When I stand in the kitchen in the mornings and wonder what we are going to have for dinner, I mentally go through my mind and think what we have the most of stockpiled and try to come up with something. This morning I found several different kinds of cheese and lots of whole wheat elbow macaroni in the pantry. I then rooted through the pantry a little more and found two cans of fat free evaporated milk. It quickly became a macaroni and cheese night. Now for all of you saying that this isn’t unprocessed, rest assured the only thing that isn’t unprocessed in the evaporated milk. I of course had to use the low fat cheese and milk that I always have on hand, but you can use whole milk and regular cheese for the unprocessed. The recipe called for melted butter, but I didn’t put any in.
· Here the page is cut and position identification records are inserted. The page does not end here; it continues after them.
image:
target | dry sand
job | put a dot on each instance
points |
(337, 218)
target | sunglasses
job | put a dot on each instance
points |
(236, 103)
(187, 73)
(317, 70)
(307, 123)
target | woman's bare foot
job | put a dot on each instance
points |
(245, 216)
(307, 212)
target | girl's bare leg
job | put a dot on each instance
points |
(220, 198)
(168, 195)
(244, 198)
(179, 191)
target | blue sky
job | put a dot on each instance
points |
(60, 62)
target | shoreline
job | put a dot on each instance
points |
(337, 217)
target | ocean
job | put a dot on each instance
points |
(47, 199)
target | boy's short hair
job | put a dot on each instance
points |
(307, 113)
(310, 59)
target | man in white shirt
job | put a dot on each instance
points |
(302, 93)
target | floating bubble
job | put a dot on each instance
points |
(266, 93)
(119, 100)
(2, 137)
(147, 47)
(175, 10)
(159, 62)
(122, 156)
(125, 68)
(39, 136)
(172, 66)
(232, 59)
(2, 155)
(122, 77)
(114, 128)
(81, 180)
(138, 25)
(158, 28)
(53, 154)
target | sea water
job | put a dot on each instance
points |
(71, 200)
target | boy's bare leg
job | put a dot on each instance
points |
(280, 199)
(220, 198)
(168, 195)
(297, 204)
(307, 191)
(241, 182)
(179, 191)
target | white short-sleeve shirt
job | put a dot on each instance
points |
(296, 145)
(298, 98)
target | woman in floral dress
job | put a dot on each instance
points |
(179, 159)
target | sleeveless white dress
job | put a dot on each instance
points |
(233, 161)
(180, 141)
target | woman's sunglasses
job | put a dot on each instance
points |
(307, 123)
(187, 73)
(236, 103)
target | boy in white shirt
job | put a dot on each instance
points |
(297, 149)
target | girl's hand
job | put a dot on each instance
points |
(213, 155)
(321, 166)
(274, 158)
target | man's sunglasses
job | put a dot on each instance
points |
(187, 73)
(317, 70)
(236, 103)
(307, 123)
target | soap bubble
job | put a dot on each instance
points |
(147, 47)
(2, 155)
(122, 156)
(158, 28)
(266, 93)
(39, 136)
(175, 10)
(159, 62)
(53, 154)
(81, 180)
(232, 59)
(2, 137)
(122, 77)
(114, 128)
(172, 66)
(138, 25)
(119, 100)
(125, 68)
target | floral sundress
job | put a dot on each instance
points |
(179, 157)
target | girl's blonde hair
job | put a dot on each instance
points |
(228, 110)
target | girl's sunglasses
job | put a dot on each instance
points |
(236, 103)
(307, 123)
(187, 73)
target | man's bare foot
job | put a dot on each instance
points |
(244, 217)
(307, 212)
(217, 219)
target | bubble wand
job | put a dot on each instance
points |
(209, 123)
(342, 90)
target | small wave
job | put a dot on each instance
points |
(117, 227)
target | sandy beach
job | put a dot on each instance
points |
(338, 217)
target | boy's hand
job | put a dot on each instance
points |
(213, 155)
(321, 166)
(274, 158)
You will need one 8 oz box of macaroni, 1 12 oz can evaporated milk, 1 1/2 cup milk, 2 eggs, 1/4 melted butter, 1 teaspoon salt and 3 cups of sharp cheese. Cook 3 to 4 hours on low in the crockpot. I doubled the recipe so that we will have plenty for another meal for the night that I have to work late and for lunches if anyone wants something other than sandwiches. I personally won’t eat too much of it due to all of the cheese, but I will have some with a salad tonight.
After putting it in the crockpot, I realized that we haven’t had this in almost a year. I don’t think to make it because I am not supposed to have a lot of cheese. This is definitely one of those comfort foods that you don’t make too often. It is also great to take to picnics.